Welche Rolle spielt die vom Iran unterstützte Hisbollah?
Die Hisbollah muss sich politisch und auch vom Auftreten her neu positionieren. Den Einfluss Teherans sehen viele hier kritisch. Ich bin der Meinung, dass das Gewaltmonopol in staatlicher Hand sein sollte im Libanon. Das ist derzeit leider nicht der Fall.
Bleiben wir beim Iran: Welche Auswirkungen hat der Atomdeal mit dem Westen auf die Region?
Die Einigung stärkt die machtpolitische und geostrategische Position der Islamischen Republik in der Region des schiitischen Halbmondes. Teherans Führung war ja jetzt lange isoliert.
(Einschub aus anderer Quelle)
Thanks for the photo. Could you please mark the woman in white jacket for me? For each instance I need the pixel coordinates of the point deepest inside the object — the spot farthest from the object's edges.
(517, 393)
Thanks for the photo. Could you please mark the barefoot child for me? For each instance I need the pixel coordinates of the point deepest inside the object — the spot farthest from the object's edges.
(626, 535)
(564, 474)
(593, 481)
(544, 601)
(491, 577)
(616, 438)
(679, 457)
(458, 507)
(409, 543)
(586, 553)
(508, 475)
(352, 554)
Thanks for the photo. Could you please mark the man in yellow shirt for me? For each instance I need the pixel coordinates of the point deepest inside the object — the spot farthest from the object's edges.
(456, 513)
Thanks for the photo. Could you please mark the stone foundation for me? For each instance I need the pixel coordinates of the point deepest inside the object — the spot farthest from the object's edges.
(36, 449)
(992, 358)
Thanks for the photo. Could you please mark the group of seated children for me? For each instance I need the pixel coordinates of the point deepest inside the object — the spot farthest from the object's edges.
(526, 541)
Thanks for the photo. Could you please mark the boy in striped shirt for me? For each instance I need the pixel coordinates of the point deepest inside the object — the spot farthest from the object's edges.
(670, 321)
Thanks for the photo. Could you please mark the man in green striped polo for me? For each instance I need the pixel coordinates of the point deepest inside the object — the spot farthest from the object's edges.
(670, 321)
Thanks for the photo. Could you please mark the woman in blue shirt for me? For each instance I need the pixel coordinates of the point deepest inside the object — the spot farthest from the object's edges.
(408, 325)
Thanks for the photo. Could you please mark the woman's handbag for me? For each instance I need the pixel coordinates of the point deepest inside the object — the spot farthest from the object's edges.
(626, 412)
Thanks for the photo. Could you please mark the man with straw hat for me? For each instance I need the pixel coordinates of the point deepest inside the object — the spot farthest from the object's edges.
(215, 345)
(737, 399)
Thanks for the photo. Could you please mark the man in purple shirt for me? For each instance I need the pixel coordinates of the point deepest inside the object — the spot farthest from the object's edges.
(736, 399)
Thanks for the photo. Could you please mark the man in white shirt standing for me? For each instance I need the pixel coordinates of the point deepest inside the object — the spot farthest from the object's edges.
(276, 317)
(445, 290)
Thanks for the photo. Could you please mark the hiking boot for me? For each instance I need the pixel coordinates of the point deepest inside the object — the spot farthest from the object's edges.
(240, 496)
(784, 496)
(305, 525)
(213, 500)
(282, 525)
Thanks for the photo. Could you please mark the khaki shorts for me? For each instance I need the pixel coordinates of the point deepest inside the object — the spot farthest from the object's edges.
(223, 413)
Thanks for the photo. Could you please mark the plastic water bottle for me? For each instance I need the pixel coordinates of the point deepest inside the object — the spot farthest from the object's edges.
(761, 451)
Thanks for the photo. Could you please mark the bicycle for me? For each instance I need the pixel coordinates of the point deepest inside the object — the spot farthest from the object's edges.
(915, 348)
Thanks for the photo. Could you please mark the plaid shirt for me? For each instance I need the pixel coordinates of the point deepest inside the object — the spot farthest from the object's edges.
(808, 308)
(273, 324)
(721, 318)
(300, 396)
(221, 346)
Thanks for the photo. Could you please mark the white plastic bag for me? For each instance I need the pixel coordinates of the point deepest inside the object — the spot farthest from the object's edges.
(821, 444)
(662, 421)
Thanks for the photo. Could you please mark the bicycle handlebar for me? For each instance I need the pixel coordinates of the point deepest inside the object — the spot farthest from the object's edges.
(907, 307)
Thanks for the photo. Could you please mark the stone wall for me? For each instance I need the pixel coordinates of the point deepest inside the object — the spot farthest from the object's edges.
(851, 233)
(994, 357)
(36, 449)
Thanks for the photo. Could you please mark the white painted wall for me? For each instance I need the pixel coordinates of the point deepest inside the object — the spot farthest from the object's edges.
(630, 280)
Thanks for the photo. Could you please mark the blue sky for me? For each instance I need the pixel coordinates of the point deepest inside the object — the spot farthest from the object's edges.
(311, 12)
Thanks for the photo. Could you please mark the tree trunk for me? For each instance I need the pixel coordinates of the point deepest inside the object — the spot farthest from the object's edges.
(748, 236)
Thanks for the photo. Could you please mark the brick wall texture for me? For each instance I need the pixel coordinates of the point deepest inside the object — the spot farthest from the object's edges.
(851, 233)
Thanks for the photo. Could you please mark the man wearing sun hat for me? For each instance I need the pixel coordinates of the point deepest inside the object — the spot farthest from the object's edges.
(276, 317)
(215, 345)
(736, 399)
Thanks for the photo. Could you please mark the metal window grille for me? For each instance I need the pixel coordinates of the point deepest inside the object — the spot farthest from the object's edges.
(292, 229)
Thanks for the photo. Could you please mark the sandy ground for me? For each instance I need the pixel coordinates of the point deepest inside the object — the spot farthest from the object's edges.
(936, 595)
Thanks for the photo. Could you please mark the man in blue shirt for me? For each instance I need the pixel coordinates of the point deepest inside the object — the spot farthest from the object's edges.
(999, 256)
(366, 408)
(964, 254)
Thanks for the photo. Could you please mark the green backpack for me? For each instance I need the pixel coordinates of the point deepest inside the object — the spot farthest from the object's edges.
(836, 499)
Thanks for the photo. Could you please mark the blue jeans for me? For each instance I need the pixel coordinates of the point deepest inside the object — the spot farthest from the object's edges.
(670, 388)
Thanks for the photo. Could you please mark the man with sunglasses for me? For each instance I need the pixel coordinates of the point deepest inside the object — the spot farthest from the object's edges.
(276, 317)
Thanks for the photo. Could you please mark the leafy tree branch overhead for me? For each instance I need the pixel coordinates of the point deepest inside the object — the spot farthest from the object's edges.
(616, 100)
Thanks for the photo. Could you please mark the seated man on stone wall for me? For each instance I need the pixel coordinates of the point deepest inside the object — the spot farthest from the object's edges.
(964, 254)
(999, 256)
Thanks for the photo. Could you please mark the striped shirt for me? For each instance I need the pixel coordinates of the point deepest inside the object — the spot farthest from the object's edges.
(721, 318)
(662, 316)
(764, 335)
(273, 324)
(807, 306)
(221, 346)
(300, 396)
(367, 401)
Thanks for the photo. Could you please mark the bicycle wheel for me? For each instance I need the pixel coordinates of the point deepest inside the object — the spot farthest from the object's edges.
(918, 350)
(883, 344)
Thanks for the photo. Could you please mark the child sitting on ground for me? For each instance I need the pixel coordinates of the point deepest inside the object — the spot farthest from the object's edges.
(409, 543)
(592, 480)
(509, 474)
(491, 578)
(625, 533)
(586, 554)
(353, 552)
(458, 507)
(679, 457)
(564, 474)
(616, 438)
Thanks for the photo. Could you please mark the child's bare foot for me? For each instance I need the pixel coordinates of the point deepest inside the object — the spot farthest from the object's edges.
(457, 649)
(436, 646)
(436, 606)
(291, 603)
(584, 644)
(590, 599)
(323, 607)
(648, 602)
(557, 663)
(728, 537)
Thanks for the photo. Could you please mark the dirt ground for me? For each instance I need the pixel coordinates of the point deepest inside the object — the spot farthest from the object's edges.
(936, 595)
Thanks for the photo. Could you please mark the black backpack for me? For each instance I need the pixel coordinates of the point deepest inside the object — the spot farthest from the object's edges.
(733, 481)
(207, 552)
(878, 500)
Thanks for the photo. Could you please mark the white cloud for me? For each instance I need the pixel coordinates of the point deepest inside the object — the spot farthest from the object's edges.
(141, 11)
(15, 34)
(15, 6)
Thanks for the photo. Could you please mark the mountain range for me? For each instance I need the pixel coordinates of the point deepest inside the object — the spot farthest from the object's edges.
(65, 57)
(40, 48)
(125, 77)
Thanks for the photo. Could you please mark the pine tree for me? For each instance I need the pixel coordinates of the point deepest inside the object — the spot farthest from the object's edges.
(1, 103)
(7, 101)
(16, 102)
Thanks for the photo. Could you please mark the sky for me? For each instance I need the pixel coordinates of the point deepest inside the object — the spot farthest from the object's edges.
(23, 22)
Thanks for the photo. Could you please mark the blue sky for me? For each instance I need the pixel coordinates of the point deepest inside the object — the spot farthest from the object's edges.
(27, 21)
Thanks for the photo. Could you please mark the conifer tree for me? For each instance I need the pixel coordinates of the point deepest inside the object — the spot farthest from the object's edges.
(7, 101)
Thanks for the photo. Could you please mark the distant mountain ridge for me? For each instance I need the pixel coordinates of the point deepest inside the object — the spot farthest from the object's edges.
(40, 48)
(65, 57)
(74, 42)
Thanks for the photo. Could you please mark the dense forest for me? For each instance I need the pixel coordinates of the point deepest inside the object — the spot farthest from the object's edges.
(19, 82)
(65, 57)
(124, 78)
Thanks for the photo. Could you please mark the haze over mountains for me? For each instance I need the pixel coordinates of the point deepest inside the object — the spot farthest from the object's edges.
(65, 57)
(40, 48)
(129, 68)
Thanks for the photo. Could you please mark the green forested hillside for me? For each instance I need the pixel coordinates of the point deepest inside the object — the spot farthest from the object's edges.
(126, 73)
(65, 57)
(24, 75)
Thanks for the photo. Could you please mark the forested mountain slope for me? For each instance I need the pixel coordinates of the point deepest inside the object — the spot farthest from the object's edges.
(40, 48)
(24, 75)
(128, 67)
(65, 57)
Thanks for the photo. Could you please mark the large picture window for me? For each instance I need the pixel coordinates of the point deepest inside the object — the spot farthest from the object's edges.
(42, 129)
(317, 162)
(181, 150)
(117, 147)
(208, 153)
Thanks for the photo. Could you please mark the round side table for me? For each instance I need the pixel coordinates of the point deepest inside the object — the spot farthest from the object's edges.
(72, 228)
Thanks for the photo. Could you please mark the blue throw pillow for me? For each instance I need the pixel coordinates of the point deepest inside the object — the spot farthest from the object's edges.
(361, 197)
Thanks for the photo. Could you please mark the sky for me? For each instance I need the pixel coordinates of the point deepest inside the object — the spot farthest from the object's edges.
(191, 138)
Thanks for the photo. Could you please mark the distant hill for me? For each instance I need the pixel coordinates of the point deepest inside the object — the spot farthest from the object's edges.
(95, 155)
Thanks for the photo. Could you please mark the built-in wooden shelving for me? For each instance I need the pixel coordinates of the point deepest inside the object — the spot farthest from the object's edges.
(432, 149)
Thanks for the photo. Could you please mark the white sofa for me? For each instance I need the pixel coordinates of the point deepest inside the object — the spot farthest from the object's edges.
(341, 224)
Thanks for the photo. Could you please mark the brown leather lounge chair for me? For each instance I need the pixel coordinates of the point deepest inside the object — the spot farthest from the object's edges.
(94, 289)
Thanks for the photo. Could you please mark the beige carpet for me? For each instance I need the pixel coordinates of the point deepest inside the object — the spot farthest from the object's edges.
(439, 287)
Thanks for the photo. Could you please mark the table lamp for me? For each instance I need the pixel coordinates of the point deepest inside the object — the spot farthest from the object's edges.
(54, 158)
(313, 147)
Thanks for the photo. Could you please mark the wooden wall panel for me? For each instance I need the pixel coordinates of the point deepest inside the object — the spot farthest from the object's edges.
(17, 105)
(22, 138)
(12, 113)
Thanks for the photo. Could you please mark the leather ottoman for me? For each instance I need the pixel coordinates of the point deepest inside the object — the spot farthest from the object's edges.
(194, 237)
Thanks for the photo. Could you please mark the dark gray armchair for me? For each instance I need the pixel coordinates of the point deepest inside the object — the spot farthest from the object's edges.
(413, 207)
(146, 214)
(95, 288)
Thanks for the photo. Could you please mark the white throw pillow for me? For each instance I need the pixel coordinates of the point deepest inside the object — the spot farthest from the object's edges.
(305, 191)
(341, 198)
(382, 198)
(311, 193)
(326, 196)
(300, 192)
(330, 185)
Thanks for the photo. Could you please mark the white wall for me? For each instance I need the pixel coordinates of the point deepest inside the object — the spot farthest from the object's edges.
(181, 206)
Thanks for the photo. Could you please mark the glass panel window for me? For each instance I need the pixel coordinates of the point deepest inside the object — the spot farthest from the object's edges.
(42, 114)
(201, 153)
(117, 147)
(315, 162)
Ich vermute, dass die UN-Vetomächte, vor allem aber Washington den Iran als geopolitisches Gegengewicht zu Saudi-Arabien aufbauen wollen.
Warum?
Weil es im Iran eine kontrollierte solide Staatlichkeit gibt, was in der Region rar geworden ist.
Besonders kritisch sehen die Einigung Israel und Saudi-Arabien.
Wenn man an die Enthüllungen von Wikileaks denkt, bin ich der Meinung, dass Saudi-Arabien noch viel stärker an einem Militärschlag gegen den Iran interessiert war als Israel. Riad fürchtet die Isolation. Die Saudis fürchten, an den Rand zurückgedrängt zu werden. Das ist auch der Grund, warum sie nicht sehr erfreut sind über den Atom-Deal mit Teheran.
Auch die einst starke Achse Riad-Washington bröckelt zunehmends.
Die saudisch-amerikanischen Beziehungen sind derzeit auf einer neuerlichen Talfahrt, aber durch die Staatenverflechtungen und wegen des Ölgeschäfts und der gemeinsamen Interessen werden sich die beiden wieder zusammenraufen. Riad fühlt auch, dass es in der US-Wahrnehmung längst nicht mehr die Bedeutung hat, die es vor 20 Jahren noch hatte. Hier war auch der 11. 9. 2001 ein erster historischer Tiefpunkt. Der Atomdeal ist ein weiterer. Durch das Erstarken des Iran verstärkt sich die Talfahrt und die Saudis müssen pragmatischer werden.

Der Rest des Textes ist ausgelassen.